Dominique Garand s’attache au renouvellement des formes narratives dans un roman, L’attentat, de l’écrivain algérien Yasmina Khadra. Il s’agit d’un roman engagé par excellence qui prend à partie un contexte sociopolitique actuel marqué d’intégrisme et soumis au terrorisme. Ce type d’écrit s’inscrit apparemment dans un engagement littéraire plutôt canonique ; en fait, ce dernier se révèle plus complexe et, grâce aux stratégies d’écriture, prendra des formes qui oscillent entre la prise en charge et le désengagement.

Le constat de désengagement ne s’avère jamais aussi évident qu’en présence de l’humour : elle agit comme une décharge de responsabilité dans un contexte où le sérieux serait de mise. Cependant, la fiction offre un angle de vue différent, beaucoup moins tranché, nous dit Dolorès Garcia Vivero, surtout lorsque l’accent est mis sur l’acte de s’impliquer lui-même. Les caves du Vatican d’André Gide opérerait, au moyen de dispositifs énonciatifs variés, une forme de retranchement face aux attentes ; toutefois, ce désengagement ne se priverait pas, ultimement, de brandir une cause.

Tout en prenant des allures de philosophe, le narrateur dans Frontières ou tableaux d’Amérique, de Noël Audet, s’est donné une mission en parcourant le continent. Pourtant les remous de l’écriture ne cessent de faire dévier le trajet, faisant apparaître les vertiges du désengagement et à travers lui, l’extrême et nécessaire liberté de l’écrivain qui modèle la fiction. Dans l’analyse de ce roman, je m’arrête ici au sens qui surgit au détour des manipulations narratives et du dire implicite comme manières de défier le lecteur.

La performativité à laquelle a recours l’essai met à mal la division entre théorie et pratique, réflexion et action, expérience et représentation.

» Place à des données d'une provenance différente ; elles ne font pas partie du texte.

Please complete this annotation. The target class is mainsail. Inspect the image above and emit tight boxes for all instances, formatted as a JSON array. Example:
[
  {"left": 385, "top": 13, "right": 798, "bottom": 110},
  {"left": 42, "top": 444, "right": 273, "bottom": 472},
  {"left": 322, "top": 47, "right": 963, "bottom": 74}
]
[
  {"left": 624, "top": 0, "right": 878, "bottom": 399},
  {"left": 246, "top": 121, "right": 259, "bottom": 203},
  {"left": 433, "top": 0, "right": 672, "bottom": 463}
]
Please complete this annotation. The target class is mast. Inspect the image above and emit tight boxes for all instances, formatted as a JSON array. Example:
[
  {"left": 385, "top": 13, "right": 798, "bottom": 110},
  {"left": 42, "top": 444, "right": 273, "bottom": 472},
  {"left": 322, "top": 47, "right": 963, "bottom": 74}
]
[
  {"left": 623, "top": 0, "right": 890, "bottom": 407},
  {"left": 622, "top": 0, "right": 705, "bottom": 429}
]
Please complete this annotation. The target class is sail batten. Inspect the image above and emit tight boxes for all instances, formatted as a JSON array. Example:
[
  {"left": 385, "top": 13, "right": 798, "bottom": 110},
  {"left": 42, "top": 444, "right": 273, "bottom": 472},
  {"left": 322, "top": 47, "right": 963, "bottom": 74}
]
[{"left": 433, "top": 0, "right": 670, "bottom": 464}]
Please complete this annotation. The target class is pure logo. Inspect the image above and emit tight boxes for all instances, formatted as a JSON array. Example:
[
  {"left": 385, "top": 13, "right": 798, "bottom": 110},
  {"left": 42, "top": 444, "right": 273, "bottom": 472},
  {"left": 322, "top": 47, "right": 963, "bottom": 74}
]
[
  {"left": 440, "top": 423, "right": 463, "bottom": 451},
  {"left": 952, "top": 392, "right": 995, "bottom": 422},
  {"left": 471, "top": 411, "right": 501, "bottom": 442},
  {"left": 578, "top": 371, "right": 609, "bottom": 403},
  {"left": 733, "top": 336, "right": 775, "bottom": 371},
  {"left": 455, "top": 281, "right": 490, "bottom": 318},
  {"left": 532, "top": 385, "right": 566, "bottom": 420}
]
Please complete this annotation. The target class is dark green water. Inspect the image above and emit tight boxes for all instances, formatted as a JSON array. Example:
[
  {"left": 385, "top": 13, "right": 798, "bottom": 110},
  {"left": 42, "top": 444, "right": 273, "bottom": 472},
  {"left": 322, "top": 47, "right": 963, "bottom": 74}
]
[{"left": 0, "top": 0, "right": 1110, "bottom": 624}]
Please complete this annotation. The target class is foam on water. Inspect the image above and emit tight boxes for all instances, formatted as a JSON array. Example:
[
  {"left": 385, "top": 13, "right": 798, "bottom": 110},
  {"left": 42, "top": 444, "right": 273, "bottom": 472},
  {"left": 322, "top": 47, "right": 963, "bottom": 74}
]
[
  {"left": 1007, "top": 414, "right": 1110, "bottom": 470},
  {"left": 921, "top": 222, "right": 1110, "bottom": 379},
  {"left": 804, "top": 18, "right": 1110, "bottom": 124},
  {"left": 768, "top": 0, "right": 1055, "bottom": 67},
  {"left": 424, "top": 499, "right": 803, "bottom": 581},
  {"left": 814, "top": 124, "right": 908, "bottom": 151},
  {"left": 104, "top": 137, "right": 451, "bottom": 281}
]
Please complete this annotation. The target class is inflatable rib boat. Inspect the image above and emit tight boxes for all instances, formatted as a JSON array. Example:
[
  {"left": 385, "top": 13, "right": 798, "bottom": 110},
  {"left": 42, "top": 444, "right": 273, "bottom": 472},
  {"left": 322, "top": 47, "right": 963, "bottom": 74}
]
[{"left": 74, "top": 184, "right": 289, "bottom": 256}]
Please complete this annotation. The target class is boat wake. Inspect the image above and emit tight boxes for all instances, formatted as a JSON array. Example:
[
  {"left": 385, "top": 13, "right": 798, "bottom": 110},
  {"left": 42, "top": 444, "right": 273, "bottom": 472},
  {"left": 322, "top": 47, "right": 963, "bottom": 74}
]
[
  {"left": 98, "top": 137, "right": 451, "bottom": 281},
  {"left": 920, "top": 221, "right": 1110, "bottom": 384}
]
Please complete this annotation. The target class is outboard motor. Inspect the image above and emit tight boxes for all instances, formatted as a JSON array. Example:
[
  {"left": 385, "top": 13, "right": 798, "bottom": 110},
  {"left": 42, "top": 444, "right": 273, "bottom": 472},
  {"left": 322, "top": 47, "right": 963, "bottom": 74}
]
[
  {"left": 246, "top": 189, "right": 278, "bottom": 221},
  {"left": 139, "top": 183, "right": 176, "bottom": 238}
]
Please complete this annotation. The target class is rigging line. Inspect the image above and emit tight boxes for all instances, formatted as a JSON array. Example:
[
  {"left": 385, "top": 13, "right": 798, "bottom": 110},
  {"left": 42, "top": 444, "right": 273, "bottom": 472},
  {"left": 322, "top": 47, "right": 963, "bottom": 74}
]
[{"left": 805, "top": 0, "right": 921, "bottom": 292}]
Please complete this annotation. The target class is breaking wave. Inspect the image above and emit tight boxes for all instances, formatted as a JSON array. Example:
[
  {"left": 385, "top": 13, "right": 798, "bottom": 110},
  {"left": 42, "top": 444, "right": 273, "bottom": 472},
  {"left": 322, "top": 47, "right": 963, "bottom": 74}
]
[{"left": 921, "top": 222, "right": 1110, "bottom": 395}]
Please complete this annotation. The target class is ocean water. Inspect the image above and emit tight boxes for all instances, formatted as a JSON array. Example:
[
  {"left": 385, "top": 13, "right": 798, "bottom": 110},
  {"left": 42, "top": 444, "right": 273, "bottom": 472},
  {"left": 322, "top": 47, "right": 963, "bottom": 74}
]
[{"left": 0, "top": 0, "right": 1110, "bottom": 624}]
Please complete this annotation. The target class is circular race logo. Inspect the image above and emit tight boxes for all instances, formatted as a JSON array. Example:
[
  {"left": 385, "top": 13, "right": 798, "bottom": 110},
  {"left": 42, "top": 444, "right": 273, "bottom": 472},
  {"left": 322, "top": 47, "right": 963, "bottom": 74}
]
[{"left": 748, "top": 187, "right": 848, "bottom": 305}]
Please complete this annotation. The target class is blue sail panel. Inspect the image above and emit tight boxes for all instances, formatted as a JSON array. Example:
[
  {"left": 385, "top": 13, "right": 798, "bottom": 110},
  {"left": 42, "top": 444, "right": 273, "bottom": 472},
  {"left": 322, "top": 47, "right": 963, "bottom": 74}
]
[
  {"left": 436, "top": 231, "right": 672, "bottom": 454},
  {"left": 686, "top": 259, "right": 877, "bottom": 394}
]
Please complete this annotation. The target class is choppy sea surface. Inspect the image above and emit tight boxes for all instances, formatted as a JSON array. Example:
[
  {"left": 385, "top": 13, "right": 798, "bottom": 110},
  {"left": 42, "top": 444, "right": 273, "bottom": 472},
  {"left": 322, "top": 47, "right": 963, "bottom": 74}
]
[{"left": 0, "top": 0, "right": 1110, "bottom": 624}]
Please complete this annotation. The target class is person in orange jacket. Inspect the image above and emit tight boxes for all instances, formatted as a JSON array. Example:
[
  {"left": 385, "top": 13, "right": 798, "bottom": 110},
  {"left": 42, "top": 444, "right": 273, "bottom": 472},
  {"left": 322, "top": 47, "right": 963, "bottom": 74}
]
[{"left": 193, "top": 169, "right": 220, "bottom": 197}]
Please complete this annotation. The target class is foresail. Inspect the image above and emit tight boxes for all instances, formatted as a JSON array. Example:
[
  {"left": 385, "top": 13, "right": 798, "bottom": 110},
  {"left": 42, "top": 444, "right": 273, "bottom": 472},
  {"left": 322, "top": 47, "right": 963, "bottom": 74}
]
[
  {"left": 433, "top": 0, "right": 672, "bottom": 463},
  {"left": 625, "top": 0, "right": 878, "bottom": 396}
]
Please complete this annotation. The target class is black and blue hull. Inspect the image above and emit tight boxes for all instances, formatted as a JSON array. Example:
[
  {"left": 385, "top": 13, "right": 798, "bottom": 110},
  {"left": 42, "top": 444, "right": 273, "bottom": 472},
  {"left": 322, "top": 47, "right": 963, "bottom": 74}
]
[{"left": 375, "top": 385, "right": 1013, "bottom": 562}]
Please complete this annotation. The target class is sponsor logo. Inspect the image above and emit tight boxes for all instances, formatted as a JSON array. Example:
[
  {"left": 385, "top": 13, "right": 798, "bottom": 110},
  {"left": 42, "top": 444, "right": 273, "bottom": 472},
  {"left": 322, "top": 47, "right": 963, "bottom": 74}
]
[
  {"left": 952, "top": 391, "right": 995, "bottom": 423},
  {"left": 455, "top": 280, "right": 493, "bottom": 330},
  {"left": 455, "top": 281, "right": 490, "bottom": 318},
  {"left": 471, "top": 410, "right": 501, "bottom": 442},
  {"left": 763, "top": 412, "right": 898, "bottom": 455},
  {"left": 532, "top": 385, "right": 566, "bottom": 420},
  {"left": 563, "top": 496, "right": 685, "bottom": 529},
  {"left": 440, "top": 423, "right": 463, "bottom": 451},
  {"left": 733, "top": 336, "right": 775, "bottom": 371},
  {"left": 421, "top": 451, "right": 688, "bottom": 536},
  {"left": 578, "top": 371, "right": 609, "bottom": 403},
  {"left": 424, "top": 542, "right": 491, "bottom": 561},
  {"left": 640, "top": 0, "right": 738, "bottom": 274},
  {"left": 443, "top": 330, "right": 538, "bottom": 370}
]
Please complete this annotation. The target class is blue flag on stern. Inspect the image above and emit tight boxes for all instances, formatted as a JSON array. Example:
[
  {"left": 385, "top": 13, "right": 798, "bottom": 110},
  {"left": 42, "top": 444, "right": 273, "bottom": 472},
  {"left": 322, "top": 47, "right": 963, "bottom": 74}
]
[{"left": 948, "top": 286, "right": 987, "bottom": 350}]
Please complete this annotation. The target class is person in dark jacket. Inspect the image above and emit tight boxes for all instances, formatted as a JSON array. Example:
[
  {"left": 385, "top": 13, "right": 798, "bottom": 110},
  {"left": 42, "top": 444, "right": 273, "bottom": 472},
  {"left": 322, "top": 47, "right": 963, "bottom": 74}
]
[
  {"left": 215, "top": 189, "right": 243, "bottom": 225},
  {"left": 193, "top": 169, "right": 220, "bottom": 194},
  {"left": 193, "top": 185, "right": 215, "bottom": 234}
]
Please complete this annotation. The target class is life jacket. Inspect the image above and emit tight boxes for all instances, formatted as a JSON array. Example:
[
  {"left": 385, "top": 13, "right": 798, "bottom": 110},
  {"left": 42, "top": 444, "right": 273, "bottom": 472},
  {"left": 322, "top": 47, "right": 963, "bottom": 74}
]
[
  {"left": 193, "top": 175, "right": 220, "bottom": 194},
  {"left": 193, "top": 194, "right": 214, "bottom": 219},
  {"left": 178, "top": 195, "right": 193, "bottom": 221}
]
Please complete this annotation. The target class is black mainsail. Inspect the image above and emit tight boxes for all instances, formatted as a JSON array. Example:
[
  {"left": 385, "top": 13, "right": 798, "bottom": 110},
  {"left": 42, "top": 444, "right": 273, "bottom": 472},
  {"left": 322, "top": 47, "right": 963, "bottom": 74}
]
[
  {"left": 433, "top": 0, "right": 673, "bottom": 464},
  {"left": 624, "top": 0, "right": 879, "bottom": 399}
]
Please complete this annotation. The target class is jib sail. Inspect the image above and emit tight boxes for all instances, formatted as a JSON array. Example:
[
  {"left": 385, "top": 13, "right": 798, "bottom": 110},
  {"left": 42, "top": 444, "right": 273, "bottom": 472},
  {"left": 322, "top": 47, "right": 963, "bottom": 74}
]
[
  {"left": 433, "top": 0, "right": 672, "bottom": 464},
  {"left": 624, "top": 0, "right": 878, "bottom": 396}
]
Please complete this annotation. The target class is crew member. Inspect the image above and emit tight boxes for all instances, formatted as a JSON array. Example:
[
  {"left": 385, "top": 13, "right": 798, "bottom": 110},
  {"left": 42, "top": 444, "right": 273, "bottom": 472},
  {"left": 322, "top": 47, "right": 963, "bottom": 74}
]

L’étude de Walter Moser se consacre à l’étude de ce genre et de ses procédures d’engagement et de désengagement, à travers l’oeuvre d’un auteur cubain, José Lezama Lima, qui joue sur les frontières génériques. La curiosidad barroca soutient une position d’affirmation identitaire, insérée dans un contexte idéologique aux strates multiples. L’adaptation rhétorico-stylistique que l’auteur fait subir à l’essai n’a d’autres visées que de le mettre au service d’une revendication qu’il contribue ainsi à légitimer.